几个汉子抽抽着苦瓜脸,十分委屈的诉着苦。
“行了,我明白你们的苦楚,但这是助纣为虐你们懂不懂?”秋习严厉的道。
“我们懂,我们懂,再也不敢了!”
“是是是,再也不敢了,再也不敢了!”几个人点头哈腰,腿却吓得直打哆嗦。
“希望你们以后好自为之,如果让我发现你们再干坏事,定当不饶!”
“是是是!谢谢女侠!谢谢女侠!”
“赶着你们的牛走吧!”
“是是是!”
秋习又看向关晓,指着瘦李,“大哥,把他绑了,咱们也走!”
“你,你们要把我怎样?”瘦李心里虽然害怕,还是硬撑着问道。
“你说怎样,送官呗!”
“不要把我送官,不要把我送官!”瘦李尖细的声音响在静夜中,听上去犹如鬼叫。
“大哥,快把他的鞋脱下来!”
“东家,脱鞋干嘛?”关晓不解。
“因为要用他的袜子把他的嘴给堵上。”关听瞅了关晓一眼。
“哦,知道了。”关晓把瘦李摁倒,脱了他的袜子塞到了嘴里。
看着瘦李的下场,几个被瘦李找来破坏的汉子唯恐有变,急忙赶着牛快步离去。
临走前,那头被瘦李打过的老黄牛,看着如此狼狈的瘦李似乎很得意,它朝着瘦李又“哞哞”地叫了两声。
瘦李因嘴里塞着自己的臭袜子,只能气急败坏的朝着那头牛呜呜着。
“把他送到店铺后院先关起来。别饿着了,也别喂太饱。”
“是,东家!”
秋习说要送官,不过是想吓唬吓唬瘦李,其实她还没想好要怎么处理他。
像瘦李这号人,是专门想着熊招儿损人利己,有时甚至损人还不利己的,说白了,就是用他那一肚子的坏水儿害人,如不想法儿制服他,仅凭着他那三寸不烂之舌,就不知道还要把多少人给带到歧途上去呢。
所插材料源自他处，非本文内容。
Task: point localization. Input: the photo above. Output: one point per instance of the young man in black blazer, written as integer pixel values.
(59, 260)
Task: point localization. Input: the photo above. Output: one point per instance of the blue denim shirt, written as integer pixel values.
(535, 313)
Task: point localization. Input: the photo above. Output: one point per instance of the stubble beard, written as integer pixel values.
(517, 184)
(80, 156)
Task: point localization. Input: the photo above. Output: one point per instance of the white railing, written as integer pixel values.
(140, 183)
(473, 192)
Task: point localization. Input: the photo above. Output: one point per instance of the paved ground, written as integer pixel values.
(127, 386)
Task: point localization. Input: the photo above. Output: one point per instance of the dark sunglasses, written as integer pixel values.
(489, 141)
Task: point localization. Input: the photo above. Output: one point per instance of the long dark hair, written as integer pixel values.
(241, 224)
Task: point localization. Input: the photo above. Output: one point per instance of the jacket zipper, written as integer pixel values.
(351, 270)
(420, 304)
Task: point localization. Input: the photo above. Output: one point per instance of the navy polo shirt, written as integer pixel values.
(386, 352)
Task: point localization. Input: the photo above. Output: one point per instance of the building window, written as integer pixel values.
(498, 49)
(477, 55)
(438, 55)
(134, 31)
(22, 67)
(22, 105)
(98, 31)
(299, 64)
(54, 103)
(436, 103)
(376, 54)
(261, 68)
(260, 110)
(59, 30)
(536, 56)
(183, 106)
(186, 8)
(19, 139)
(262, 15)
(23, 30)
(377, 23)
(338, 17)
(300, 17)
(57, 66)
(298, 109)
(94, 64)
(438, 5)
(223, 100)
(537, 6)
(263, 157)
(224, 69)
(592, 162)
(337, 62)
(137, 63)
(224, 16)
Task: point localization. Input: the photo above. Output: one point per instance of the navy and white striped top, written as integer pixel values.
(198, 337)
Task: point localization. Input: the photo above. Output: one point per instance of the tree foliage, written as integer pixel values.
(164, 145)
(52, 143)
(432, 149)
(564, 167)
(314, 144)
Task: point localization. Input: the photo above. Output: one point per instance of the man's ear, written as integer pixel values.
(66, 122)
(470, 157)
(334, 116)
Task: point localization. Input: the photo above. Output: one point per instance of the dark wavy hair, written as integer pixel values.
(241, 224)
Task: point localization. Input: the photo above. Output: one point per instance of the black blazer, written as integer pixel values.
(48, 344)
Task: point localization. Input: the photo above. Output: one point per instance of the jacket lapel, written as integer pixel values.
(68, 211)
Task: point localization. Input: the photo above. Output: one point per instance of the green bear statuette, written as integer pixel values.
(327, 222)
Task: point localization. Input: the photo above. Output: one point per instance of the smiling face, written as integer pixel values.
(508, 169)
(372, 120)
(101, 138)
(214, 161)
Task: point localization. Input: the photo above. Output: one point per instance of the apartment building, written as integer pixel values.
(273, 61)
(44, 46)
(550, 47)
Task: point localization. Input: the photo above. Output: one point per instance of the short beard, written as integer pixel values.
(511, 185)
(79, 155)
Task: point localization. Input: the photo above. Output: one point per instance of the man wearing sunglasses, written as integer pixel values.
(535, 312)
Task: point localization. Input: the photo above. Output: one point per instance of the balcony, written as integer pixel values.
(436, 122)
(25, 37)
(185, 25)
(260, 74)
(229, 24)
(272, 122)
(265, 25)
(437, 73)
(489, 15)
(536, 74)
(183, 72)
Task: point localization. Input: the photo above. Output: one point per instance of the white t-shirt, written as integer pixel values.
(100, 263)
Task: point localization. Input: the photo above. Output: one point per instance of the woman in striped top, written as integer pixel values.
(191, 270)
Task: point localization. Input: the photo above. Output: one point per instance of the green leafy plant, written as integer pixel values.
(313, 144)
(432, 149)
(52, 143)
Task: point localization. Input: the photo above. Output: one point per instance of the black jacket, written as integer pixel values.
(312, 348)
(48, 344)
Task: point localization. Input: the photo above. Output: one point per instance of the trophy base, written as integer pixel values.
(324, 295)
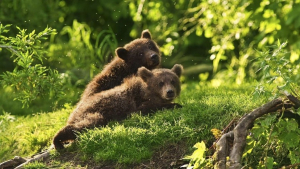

几个人先去了店铺关好瘦李,关晓吩咐人看着,然后方才各自回到住处,只有关晓留在店铺,因为自开店以来,他便住在了那里。
关听把秋习送到司家,才回酒坊睡去了。
后半夜,月已西斜。秋习望着天上的月,突然想起了方自逸,“也不知房大哥怎样了?”
虽已知房大哥本姓方,但已叫惯了房大哥,就还那样叫着。
“不知他家的案子有无进展,可否遇到过危险?”秋习有些担忧,反正过了睡眠期也睡不着,她便不由自主地往方自逸的住处走去。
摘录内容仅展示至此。